Premium subsidies in the health insurance exchange are only available if your MAGI doesn't exceed 400 percent of the poverty level. For a single person in 2019, that's $48,560; for a family of four, it's $100,400.

Note that the prior year's poverty level numbers are always used, since open enrollment for a given year's coverage is conducted before the poverty level numbers for that year are determined.

These income levels certainly extend well into the middle class, but if you find yourself with an income that's just slightly too high for premium subsidies, you could end up paying a very significant chunk of your income for your health insurance.

This is where it's helpful to understand that pre-tax contributions you make to retirement accounts will reduce your MAGI, as will contributions to a health savings account (assuming you have an HSA-qualified health plan and are eligible to contribute to an HSA).

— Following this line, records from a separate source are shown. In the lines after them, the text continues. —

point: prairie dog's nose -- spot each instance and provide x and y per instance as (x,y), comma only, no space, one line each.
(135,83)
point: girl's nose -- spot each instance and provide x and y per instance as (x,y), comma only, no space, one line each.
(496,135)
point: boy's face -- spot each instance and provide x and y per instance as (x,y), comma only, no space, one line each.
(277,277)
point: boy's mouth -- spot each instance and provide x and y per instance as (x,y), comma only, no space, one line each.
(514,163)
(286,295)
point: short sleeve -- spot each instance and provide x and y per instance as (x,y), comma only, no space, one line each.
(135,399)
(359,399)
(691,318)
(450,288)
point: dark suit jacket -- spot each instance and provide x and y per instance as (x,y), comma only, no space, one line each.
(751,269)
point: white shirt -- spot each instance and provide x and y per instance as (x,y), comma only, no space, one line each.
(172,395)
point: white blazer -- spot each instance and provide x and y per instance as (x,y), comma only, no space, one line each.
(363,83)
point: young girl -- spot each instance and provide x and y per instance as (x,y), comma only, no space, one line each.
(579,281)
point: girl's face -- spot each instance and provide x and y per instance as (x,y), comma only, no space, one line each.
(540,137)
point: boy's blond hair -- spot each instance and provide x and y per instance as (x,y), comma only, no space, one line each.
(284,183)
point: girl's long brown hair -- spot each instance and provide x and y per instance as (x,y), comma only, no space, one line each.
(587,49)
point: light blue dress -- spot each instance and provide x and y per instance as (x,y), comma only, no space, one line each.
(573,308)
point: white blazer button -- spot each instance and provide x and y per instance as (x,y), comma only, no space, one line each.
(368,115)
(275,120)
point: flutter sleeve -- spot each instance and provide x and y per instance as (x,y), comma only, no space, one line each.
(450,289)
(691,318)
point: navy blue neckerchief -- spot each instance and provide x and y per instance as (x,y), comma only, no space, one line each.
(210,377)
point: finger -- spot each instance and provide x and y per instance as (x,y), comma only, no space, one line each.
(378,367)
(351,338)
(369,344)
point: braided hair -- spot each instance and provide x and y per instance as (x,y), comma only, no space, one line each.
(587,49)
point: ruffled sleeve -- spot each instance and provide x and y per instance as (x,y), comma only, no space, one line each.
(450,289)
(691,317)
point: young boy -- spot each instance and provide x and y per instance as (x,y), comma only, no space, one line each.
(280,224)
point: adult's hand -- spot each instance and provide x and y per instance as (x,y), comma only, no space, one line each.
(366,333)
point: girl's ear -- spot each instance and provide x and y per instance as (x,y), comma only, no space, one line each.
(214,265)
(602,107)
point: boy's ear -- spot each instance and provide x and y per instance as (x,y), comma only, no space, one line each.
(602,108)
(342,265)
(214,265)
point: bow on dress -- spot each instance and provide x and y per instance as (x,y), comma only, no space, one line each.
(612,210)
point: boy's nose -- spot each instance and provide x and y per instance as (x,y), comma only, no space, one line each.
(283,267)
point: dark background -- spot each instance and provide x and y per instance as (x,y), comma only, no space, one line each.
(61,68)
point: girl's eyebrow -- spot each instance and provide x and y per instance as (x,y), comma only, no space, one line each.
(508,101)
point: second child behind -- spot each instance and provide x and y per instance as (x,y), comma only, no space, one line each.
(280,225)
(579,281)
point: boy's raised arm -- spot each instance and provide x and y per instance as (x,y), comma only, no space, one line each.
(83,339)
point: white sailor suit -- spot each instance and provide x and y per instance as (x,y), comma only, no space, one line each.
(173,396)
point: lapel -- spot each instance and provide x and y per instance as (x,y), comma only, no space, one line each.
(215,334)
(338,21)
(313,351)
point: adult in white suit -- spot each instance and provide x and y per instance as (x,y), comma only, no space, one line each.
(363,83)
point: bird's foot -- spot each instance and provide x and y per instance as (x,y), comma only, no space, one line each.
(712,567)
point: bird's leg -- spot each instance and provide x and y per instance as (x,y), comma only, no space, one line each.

Depending on your employment situation and the health insurance plan you have, you may be able to set aside a significant amount of money in a retirement account (this includes traditional IRAs, but also includes things like 401(k)s, SEP-IRAs, SIMPLE-IRAs, solo 401(k)s, which tend to have higher contribution limits) and/or a health savings account and lower your MAGI in the process. If your contributions reduce your MAGI enough to get it under 400 percent of the poverty level, you might find that the resulting premium tax credit (premium subsidy) is significant, depending on where you live and how old you are.

You'll want to consult with a tax professional if you have questions about your specific situation. Just keep in mind that contributions to things like an HSA or traditional IRA (but not a Roth IRA, since those contributions aren't pre-tax) will reduce your ACA-specific MAGI.